We have considered the power of a performance as trying to restore human strength and unity. At the same time, the belief in the body is also restored, not as a means and locus of consumption but as a world in which energies and powers are to be seized. We have attempted to make the ARS 06 performances an entity dealing with the culture, even cults, of the body and spirit. It offers a view of a culture dominated by sacrifice, martyrdom and self-denial. Performances combine the personal and political in ways which do not avoid human vulnerability but rather make it visible.
MESSIAH GAME
The German choreographer Felix Ruckert is a reformer and experimenter, who does not shy away from extreme solutions when examining taboos, boundaries and conventions. His performances often leave long-lasting effects on the spectators. Messiah Game consists of five interpretations of subjects drawn from the New Testament. The scenes get their names from the Bible: Baptism, Temptation, Last Supper, Crucifixion and Resurrection.

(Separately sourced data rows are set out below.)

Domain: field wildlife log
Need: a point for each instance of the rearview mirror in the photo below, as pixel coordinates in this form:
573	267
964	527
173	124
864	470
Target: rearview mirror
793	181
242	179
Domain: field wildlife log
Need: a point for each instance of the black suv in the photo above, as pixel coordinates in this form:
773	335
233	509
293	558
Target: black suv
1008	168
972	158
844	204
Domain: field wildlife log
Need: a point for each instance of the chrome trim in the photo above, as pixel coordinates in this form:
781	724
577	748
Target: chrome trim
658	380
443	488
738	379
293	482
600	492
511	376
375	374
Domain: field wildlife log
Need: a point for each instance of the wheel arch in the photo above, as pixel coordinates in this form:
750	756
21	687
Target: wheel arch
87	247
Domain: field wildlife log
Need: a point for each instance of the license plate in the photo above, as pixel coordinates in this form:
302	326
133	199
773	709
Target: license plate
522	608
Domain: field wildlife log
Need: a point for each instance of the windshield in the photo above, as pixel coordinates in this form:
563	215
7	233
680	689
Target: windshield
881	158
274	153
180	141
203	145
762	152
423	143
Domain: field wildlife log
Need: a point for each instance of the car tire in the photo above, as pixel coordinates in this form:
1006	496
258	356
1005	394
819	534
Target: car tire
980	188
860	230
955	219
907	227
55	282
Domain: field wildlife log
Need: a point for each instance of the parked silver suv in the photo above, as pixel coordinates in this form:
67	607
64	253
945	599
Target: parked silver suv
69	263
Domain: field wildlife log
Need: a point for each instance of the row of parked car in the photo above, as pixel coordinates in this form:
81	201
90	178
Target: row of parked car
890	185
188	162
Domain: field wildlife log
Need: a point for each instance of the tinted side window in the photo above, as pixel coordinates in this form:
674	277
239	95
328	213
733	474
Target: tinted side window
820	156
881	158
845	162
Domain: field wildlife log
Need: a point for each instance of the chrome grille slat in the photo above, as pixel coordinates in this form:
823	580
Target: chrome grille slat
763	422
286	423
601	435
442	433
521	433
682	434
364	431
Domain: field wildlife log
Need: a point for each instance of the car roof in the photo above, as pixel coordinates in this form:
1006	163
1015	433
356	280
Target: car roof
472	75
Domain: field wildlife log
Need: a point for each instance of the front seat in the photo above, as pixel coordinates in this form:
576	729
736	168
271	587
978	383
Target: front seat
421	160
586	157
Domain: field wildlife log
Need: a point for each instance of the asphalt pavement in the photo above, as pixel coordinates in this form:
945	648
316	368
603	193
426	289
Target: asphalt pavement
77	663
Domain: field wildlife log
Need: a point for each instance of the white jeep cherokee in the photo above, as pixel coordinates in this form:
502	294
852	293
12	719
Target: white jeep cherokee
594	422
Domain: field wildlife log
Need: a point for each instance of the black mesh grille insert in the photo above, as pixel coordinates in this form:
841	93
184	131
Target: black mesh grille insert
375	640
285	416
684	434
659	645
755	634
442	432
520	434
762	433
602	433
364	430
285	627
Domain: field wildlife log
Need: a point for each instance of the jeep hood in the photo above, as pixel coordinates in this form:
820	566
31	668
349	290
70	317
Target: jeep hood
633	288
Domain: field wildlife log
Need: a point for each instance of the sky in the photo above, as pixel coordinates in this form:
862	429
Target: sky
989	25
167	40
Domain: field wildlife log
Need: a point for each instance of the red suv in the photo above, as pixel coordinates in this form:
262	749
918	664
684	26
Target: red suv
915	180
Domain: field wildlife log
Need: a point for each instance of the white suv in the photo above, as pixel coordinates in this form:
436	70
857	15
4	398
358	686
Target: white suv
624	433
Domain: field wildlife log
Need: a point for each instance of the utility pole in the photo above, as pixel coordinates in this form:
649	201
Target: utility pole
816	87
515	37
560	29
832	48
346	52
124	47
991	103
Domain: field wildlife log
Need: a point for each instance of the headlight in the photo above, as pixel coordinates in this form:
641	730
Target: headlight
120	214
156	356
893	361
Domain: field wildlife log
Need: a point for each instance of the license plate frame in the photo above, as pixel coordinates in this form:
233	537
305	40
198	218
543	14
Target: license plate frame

Any one of the eleven dancers can take the place of the chosen one, the Messiah, during the performance. The power struggle emphasises the themes of subjugation and submission. According to Ruckert, master and servant meet in the character of the Messiah.
PLACEBO
In Ruckert’s other ARS performance Placebo, three dancers care for volunteer participants on special table. The performers have at their disposal packages of various sizes and shapes filled with glass, sand, metal, rubber, plastic and liquids. With the help of these packages the performers convey the experiences of, for example, weight, hardness, and softness to the participants. The physical properties of the objects are similar to the dynamics of the dancers as they move in space and time. With them the ‘therapists’ care for their patients. Placebo is based on the latest research on the connection of mind and body. The placebo effect would seem to mean that creativity has an important role in healing.
LOVE, ACID AND PEANUTS
In his work, the Canadian choreographer Daniel Léveillé examines being alone and loneliness. Léveillé seeks the truth about loneliness and especially about how it is manifested in human relationships. In Amour, acide et noix four naked dancers are on the stage. The work has been stripped bare of all aesthetics and only essential movement remains. Almost in a classical manner, Léveillé’s work is based on duets, trios and quartets, in which the dancers touch, lift and carry each other. Even though it deals with desire and longing, the performance is completely stripped of seductiveness or need to please. For Léveillé, nudity is a costume, a deliberate means to expose the relationship between movement and the body also on an anatomical level.
SWEET
Sweet – An evening with Charlotte Engelkes is actors’ theatre. It is Charlotte Engelkes’s evening in many senses. It is a story of passion, fear of sugar, the past in the entertainment industry – and of doing good. In the role of a surprise performer, she often gets herself in embarrassing situations, such as hiding in a birthday cake and having to wait in the kitchen. The wife of a director suffers a lifelong trauma from the cake incident and starts a global campaign against the sugar conspiracy. Sweet is one woman’s cabaret act, in which a bystander, the wife of a director, takes centre stage.